Ketika pemberadaban, diikuti oleh modernisasi, dibayangkan sebagai cara satu-satunya menuju pencerahan, maka dua kata kunci selalu dijadikan jalan untuk keluar dari kegelapan, yakni pembangunan dan kemajuan. Tetapi, ke mana arah kemajuan? Maju merayakan kehidupan atau mundur membentur matinya kemanusiaan?

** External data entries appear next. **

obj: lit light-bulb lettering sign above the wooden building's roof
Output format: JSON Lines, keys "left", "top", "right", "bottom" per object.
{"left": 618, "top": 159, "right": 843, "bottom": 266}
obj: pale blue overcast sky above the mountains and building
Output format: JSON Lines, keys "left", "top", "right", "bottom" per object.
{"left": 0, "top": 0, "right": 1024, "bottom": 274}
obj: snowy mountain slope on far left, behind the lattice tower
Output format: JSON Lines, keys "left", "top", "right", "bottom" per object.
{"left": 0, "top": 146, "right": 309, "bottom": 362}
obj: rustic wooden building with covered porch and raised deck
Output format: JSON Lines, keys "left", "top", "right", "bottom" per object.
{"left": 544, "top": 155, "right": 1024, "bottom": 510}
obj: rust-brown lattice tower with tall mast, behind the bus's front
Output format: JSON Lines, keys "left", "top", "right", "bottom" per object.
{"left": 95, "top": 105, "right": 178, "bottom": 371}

Mengutip dari buku “Korporasi dan Politik Perampasan Tanah”.
Kurang lebihnya tulisan ini
penulis akui, karena kesalahan ada didalam diri penulis dan kebenaran hanya
milik Allah SWT.
Sekian. Wassalamualaikum
Warahmatullahi Wabarakatuh
DAFTAR PUSTAKA
INDONESIAKAYA.
(2013). Merauke, Kota Cantik di Ujung Timur Indonesia. In). Indonesia Kaya.
Letsoin, Y. H. A. (2013). Suku Asli Tanah Papua : Marind. In).
Savitri, L. A. (2013). Korporasi
dan Politik Perampasan Tanah.
Sugiarto, D. I. (2016). MIFEE Adalah Bencana Untuk Masyarakat Adat
Merauke, Pangan dan Energi. In). http://www.wenaskobogau.com/2016/02/mifee-adalah-bencana-untuk-masyarakat.html.
Wikipedia. (2016). Suku Marind. In).